The most produced play in the United States right now doesn’t send audiences away humming a happy tune. Instead, they’re left trying to catch their breath and come to grips with what they’ve just witnessed.

The lead character in the 2013 Pulitzer Prize-winning drama “Disgraced,” a successful Muslim American New York lawyer named Amir, spends the play’s 90 taut minutes slowly dissolving before the audience’s eyes, his repressed feelings about his childhood religion and culture surfacing to torment him and everyone around him.

In the 2015-16 season, “Disgraced” is being performed on 18 stages around the United States, making it the year’s most popular play, according to a survey of regional theaters by American Theatre magazine. (Perennial productions such as Shakespeare and holiday specials such as “A Christmas Carol” were not counted.) An HBO film version is also in the works.

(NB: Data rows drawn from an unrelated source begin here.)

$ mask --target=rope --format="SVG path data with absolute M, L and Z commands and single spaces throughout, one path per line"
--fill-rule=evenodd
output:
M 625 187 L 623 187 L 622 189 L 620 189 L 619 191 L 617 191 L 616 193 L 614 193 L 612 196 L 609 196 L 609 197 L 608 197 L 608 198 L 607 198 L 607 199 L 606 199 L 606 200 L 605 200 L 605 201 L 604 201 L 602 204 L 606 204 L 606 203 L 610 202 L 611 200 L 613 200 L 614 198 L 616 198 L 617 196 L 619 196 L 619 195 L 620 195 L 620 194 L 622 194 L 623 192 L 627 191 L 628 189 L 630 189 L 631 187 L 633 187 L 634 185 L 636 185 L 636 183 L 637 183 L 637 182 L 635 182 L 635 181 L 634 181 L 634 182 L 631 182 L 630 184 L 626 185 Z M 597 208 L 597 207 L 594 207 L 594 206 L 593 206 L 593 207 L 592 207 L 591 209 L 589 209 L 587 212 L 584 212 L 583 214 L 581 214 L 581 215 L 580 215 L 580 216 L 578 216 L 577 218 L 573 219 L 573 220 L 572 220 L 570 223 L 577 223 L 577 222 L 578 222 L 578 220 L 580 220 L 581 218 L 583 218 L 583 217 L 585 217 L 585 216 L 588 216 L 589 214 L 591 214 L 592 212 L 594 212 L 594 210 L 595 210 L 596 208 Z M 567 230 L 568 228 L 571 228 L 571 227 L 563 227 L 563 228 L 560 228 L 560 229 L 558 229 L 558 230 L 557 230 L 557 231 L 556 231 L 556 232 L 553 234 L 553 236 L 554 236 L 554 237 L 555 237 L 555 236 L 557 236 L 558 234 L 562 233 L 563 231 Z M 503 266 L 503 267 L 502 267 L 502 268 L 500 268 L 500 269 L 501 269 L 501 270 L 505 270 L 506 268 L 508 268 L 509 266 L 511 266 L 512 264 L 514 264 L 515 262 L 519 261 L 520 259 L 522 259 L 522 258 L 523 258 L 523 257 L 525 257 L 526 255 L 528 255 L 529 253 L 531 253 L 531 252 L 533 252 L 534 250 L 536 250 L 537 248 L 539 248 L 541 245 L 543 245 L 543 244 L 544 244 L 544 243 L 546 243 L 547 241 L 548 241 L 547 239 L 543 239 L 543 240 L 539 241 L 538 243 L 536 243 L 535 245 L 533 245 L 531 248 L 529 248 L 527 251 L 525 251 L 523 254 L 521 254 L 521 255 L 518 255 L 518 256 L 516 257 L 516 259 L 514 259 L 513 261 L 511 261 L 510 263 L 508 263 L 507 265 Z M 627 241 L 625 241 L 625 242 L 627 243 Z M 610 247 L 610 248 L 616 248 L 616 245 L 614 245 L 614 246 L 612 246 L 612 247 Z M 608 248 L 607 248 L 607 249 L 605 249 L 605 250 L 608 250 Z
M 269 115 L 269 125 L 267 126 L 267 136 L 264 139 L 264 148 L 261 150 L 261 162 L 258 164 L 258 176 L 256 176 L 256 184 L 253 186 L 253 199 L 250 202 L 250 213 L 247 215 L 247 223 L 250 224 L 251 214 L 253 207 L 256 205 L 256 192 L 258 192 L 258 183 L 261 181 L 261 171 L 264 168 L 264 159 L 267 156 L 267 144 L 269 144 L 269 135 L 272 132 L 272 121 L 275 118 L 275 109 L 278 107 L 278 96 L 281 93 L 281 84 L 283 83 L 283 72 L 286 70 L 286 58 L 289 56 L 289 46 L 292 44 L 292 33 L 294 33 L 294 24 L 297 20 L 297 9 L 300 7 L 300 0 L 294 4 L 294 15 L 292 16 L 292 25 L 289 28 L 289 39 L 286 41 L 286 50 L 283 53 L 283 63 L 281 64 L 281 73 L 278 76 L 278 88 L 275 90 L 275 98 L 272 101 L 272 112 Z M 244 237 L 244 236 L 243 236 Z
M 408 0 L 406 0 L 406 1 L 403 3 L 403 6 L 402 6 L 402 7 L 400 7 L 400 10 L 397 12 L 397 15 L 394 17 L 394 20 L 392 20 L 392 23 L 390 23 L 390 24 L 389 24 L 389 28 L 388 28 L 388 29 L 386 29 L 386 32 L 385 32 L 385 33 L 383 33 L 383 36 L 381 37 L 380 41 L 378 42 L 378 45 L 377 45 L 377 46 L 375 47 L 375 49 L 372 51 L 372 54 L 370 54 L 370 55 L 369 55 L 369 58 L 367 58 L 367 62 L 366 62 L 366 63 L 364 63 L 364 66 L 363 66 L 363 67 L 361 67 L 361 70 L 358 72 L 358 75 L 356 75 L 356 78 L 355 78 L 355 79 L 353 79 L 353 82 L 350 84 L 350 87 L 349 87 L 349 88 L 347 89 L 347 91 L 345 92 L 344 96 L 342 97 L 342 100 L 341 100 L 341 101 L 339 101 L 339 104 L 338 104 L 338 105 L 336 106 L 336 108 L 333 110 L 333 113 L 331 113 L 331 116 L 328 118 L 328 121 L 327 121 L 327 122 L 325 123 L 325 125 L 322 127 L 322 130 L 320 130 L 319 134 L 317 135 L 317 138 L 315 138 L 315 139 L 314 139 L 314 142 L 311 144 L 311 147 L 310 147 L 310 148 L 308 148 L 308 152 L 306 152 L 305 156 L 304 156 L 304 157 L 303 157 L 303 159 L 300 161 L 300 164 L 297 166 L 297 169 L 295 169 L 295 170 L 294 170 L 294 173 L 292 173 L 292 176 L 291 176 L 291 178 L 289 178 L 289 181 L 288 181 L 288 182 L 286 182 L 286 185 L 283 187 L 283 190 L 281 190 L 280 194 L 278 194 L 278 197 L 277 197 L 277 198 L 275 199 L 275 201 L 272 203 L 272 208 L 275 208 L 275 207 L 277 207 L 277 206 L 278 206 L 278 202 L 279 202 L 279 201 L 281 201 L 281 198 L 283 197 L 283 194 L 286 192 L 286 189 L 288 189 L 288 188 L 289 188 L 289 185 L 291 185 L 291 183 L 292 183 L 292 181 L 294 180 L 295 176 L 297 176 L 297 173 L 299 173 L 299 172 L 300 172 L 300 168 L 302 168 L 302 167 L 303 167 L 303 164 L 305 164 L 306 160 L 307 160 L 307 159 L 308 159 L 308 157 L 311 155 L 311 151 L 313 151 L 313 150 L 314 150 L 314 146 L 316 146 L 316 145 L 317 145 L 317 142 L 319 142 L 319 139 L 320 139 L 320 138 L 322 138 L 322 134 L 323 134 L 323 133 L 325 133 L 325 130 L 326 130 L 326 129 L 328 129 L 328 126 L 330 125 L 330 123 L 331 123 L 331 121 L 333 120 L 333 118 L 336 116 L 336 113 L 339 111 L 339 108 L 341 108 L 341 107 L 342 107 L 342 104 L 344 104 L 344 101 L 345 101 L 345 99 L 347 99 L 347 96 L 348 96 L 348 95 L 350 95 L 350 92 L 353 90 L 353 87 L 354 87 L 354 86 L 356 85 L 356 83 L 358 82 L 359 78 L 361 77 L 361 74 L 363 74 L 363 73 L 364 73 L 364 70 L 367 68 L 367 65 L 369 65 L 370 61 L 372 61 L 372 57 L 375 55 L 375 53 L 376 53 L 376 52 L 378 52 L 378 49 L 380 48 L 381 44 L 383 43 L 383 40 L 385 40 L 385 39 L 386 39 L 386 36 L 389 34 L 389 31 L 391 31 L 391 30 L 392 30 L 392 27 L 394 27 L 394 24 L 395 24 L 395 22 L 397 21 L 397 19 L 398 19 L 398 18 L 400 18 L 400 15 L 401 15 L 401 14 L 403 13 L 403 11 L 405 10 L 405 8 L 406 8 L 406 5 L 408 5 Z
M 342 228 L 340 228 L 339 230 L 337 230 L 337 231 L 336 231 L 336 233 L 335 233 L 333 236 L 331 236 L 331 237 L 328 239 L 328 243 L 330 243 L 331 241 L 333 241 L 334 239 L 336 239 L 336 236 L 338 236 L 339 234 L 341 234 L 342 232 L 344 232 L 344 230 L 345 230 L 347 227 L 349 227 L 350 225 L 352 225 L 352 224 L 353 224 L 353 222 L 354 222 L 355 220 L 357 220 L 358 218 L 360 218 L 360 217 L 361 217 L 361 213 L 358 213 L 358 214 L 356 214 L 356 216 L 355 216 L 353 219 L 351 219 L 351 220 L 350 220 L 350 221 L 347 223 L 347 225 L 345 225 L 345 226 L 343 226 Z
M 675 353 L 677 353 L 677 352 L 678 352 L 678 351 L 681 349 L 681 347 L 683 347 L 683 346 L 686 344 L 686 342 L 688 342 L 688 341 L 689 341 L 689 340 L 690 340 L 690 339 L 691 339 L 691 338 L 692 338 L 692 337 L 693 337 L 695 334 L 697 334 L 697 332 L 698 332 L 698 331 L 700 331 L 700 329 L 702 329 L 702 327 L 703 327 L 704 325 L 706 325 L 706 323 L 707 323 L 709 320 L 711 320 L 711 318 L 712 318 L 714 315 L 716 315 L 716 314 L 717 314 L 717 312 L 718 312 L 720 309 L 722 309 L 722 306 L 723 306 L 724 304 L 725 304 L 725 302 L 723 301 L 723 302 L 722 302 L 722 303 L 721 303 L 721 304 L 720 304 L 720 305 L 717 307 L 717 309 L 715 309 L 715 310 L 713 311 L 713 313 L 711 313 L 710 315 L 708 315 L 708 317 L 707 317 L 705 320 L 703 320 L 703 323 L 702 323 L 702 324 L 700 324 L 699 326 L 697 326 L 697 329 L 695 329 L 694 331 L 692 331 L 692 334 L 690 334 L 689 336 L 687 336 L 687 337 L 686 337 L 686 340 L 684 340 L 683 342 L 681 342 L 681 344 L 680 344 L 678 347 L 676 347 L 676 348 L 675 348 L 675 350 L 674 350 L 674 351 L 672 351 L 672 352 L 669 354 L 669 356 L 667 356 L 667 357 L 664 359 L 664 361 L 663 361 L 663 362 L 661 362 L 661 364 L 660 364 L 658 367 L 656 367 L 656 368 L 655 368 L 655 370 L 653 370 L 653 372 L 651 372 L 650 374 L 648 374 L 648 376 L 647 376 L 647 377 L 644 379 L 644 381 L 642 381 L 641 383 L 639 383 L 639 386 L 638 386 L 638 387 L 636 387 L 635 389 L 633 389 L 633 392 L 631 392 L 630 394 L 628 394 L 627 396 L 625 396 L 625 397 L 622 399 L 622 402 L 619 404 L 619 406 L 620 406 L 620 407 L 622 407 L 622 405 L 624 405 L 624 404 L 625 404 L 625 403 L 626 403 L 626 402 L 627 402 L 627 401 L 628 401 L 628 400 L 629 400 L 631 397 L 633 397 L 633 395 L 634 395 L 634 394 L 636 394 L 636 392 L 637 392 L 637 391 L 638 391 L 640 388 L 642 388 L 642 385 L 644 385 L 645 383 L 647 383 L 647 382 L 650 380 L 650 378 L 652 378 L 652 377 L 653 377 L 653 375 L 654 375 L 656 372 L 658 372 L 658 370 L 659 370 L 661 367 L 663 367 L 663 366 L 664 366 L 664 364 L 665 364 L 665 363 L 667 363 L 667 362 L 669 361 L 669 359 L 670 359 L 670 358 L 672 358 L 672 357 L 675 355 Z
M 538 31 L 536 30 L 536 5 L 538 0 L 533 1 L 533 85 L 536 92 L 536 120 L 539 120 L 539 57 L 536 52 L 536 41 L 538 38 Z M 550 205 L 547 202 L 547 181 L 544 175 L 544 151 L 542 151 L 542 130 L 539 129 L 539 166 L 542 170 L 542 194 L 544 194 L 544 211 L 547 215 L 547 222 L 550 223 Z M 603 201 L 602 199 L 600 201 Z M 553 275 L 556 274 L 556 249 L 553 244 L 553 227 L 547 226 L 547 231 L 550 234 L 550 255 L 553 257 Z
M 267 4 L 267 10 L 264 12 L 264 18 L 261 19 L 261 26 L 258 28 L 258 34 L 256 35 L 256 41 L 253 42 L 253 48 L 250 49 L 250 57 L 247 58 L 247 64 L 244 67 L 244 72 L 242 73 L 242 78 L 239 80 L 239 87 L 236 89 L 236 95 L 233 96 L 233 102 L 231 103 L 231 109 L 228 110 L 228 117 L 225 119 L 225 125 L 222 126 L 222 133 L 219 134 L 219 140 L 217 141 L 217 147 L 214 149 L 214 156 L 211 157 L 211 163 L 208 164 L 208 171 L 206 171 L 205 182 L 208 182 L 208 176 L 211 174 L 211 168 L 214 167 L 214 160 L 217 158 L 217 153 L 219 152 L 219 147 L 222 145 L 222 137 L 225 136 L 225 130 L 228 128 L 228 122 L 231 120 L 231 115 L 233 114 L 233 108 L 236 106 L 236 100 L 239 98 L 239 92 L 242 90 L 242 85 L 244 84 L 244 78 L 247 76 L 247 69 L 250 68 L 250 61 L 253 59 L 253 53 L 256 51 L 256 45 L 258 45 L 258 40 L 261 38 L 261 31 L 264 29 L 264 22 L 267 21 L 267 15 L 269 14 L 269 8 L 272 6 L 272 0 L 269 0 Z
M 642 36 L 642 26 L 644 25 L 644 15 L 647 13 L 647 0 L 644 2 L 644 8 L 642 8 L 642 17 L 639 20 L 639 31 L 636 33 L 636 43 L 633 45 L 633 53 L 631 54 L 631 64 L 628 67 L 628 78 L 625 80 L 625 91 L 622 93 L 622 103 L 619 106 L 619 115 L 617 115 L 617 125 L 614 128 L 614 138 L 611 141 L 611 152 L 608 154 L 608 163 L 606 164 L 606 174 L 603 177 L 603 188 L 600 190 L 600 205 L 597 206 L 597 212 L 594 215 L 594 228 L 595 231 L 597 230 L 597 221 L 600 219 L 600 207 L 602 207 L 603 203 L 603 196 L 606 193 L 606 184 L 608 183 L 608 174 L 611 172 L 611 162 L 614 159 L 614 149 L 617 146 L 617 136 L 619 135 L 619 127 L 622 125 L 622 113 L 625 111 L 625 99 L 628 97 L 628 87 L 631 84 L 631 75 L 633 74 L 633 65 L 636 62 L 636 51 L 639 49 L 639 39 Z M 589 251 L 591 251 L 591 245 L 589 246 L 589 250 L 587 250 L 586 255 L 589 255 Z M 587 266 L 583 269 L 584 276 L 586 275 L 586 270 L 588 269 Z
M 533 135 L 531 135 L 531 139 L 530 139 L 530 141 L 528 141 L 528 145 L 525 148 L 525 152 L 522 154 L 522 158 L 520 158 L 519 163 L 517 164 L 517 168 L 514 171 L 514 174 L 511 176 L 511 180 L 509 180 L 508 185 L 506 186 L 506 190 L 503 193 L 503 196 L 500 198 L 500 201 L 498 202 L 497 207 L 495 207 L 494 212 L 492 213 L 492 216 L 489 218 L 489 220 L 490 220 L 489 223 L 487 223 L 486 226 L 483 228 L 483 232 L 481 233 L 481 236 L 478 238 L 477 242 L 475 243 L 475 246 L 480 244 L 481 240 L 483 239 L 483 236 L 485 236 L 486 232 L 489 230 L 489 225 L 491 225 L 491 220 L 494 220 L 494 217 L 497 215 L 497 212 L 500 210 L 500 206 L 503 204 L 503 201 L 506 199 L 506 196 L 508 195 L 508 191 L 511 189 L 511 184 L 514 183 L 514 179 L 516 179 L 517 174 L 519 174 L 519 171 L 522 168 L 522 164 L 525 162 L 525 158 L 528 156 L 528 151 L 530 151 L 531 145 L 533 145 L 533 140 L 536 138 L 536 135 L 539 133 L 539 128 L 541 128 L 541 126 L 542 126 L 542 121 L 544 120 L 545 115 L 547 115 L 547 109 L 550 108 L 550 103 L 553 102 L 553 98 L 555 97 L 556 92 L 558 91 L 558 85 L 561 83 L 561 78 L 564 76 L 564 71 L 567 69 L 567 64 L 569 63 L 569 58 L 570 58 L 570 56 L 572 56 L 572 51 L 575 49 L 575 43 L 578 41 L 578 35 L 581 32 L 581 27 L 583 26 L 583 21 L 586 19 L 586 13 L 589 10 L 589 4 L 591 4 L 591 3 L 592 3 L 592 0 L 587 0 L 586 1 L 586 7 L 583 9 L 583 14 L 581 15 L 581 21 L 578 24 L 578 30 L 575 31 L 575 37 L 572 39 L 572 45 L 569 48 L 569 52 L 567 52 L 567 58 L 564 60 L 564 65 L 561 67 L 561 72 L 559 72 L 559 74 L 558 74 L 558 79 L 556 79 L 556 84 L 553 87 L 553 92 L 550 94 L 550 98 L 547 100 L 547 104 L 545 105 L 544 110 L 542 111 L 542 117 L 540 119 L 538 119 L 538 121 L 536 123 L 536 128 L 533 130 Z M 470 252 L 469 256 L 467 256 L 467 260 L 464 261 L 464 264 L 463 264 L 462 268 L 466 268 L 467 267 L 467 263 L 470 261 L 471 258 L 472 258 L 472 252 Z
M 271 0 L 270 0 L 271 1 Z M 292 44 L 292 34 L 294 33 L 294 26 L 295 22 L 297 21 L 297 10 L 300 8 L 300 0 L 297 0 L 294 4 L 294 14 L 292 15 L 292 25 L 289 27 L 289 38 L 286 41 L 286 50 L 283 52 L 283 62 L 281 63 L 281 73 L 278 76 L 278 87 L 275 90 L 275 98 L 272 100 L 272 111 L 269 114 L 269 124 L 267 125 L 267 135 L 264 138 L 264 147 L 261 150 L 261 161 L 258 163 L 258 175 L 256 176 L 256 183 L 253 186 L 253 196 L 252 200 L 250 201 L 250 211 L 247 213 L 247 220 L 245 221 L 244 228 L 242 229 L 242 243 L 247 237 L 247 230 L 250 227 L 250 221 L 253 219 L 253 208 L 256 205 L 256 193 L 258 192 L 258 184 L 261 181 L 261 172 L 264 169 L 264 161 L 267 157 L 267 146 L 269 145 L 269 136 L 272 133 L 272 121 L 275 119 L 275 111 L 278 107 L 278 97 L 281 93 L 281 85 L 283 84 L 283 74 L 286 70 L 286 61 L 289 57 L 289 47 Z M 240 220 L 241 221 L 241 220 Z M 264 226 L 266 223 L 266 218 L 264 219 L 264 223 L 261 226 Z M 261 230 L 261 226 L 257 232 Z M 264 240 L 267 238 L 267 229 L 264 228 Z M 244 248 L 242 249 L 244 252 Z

Why is the play so popular? An obvious answer is that it has become even more topical as fears and suspicions about Muslims rise and politicians call for a halt to their immigration into the US.

Early in the play audiences learn that wealthy and successful Amir has rejected Islam and now ridicules its teachings. He’s worldly and affable. He’s changed his last name and told colleagues at his firm that he’s from India, not Pakistan. But his fragile fraud finally implodes.

“The trick of producing this play effectively is to make the audience fall in love with Amir, then have him terrify them in the final scene,” Ayad Akhtar, the author of “Disgraced,” recently told the Seattle Times.

“The play does very artfully push buttons,” says Rajesh Bose, who is appearing as Amir in a production of “Disgraced” at the Huntington Theatre Company in Boston through Feb. 7. “Nobody leaves the play indifferent…. Everybody has something they want to [say] about it.”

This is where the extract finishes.